Laura Marks, co-founder of Nisa-Nashim, a Jewish-Muslim women’s network, expressed feeling “punch drunk” after the alleged attempted murder of two Jewish men in north London this week. “Every day it feels like there is something else. It’s relentless,” she said.
Nisa-Nashim was established eight years ago as a charity to bring Jewish and Muslim women together through social events, aiming to nurture relationships that could overcome distrust, division, and religious stereotyping exacerbated by Israel-Palestine tensions.
The violence in Golders Green, part of a wave of attacks targeting the Jewish community amid the deepening Middle East conflict, feels like a demoralising rebuke to projects like Nisa-Nashim that have worked tirelessly for community cohesion. Marks, a former advertising executive and social activist, admits to occasional despair but remains an optimist. “If I don’t believe I can make things a bit better, then what am I doing? But it is difficult,” she said.
Marks noted that the work is not primarily aimed at addressing extreme radicalisation, where “a bit of hanging out together is not going to make any difference.” Instead, the challenge is the malign effects of local violence and the wider conflict, which ratchet up fear, suspicion, and distrust. The goal is to help ordinary Jews and Muslims acknowledge their similarities and differences in culture, history, scripture, and food.
The 7 October 2023 attack on Israel and the subsequent Gaza conflict made this work much more difficult.

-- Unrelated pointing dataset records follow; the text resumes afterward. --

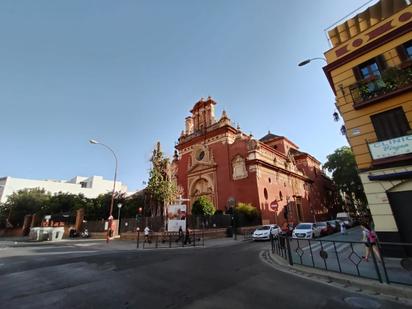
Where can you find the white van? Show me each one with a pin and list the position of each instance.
(345, 217)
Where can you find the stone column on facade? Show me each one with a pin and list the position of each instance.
(79, 219)
(27, 224)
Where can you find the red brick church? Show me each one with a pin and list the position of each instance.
(216, 159)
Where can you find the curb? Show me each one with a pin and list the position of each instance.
(392, 292)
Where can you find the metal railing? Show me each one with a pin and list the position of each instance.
(170, 240)
(347, 257)
(393, 79)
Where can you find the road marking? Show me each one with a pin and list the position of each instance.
(86, 244)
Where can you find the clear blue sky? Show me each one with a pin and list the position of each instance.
(127, 73)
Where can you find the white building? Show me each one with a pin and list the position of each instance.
(90, 187)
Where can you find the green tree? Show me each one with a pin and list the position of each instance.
(203, 207)
(342, 165)
(247, 209)
(161, 188)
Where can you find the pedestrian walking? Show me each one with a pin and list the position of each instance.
(370, 238)
(147, 234)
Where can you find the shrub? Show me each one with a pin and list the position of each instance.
(203, 207)
(250, 212)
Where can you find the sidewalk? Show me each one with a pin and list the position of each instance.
(393, 292)
(338, 258)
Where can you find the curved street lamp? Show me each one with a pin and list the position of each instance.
(305, 62)
(110, 219)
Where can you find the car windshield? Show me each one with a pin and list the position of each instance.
(304, 227)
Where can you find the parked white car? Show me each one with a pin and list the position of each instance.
(307, 230)
(263, 232)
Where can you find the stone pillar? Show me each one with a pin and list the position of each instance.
(79, 219)
(27, 223)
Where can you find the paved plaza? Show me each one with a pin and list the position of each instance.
(92, 274)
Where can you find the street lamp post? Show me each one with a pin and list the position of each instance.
(119, 206)
(305, 62)
(110, 219)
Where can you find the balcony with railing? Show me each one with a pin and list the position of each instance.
(391, 82)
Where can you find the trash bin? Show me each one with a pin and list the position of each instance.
(229, 232)
(45, 235)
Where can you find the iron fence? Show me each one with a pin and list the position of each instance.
(347, 257)
(170, 240)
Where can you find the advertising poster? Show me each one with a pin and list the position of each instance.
(176, 217)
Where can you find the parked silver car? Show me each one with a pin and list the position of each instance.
(263, 232)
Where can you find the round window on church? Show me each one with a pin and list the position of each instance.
(200, 155)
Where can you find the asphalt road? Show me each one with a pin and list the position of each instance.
(94, 275)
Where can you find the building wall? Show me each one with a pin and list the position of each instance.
(380, 38)
(376, 192)
(236, 168)
(357, 122)
(95, 185)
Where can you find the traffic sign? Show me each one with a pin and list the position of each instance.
(274, 205)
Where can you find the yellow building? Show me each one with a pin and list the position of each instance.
(370, 71)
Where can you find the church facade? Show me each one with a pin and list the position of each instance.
(215, 159)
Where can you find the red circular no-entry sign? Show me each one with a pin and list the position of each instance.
(274, 205)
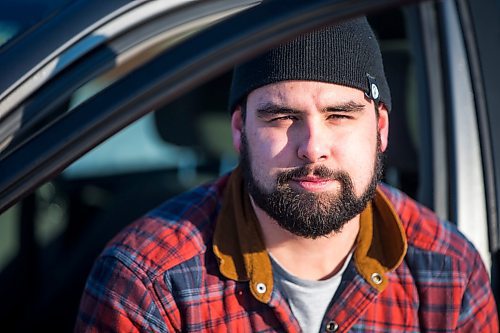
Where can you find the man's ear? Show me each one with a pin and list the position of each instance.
(383, 126)
(237, 127)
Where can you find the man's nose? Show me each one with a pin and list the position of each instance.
(314, 145)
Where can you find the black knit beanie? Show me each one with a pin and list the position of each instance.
(346, 53)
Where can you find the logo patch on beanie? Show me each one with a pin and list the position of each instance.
(373, 91)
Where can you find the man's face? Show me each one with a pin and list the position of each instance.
(311, 153)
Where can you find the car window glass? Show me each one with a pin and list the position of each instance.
(17, 16)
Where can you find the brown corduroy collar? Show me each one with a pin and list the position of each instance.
(239, 246)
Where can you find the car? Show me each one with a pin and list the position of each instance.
(109, 108)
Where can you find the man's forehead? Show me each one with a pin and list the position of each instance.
(288, 91)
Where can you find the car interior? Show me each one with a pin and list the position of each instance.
(49, 241)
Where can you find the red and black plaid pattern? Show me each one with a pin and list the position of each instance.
(160, 275)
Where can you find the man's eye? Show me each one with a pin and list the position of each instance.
(339, 117)
(283, 118)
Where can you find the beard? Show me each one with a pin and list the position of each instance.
(307, 214)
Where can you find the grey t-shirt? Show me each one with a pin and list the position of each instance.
(308, 299)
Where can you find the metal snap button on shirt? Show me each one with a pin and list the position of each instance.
(376, 278)
(332, 326)
(261, 288)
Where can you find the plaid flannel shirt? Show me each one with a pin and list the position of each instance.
(161, 275)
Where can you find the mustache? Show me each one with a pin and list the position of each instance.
(318, 171)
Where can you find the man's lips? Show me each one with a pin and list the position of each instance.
(312, 183)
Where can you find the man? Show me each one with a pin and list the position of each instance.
(300, 236)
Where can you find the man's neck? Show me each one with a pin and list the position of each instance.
(310, 259)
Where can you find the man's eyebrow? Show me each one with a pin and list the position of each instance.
(350, 106)
(270, 109)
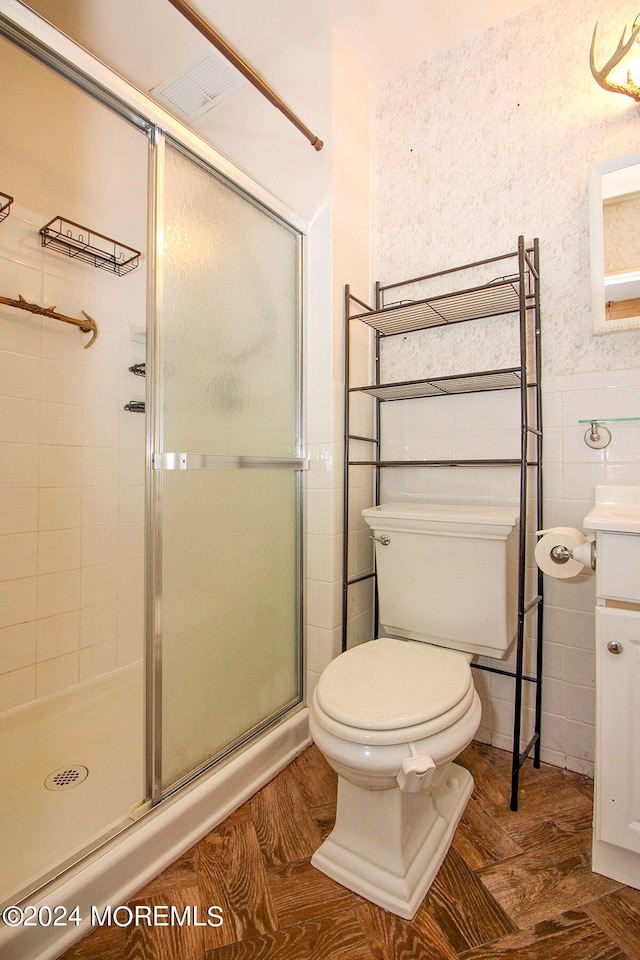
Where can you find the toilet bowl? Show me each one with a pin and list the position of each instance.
(391, 715)
(400, 797)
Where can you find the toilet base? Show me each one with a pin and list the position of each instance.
(388, 845)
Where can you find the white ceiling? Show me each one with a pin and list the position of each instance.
(148, 40)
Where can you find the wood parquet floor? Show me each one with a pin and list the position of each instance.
(514, 886)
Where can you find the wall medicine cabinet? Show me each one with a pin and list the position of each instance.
(504, 308)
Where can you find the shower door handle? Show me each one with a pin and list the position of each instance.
(210, 461)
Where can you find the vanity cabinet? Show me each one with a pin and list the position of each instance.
(615, 519)
(618, 724)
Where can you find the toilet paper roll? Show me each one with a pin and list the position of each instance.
(567, 537)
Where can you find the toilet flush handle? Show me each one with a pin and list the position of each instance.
(416, 772)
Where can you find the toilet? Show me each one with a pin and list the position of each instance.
(392, 714)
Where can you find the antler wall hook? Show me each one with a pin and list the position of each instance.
(630, 89)
(88, 325)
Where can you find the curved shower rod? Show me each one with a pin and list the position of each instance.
(236, 60)
(88, 325)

Support for Nisa-Nashim waned as the Gaza crisis grew, with some volunteers deterred by online abuse, extremist threats, or family concerns. Marks emphasised that community safety is the immediate priority, but long-term, “we can’t live behind walls. We have to build bridges.”
Mohammed Amin, co-chair of the Muslim Jewish Forum of Greater Manchester, a voluntary group set up over 20 years ago, expressed “horror and dismay” at the Golders Green attacks. He believes the forum’s work makes a tangible difference by encouraging tolerance, understanding, and empathy. “People get to know each other. We have seen real friendships emerge,” he said.
Amin looks forward to a forum-arranged trip to a kosher-halal fish and chip restaurant in Leeds staffed by Muslims and Jews. While such events cannot change international politics, they help change the atmosphere and defuse tension. He stressed that addressing cultural cohesion requires political leadership and a change in political culture, criticising politicians who “trade on sowing division and resentment,” citing Reform UK leader Nigel Farage’s comments after the Southport riots in 2024.
Marks called for government investment in interfaith and cohesion work, describing it as “social cohesion at the coalface.” Amin concluded that community tensions ebb and flow with Middle East conflicts, but local interfaith work is vital: “If you increase connectivity, you decrease hostility. The key is to recognise we are all ordinary human beings.”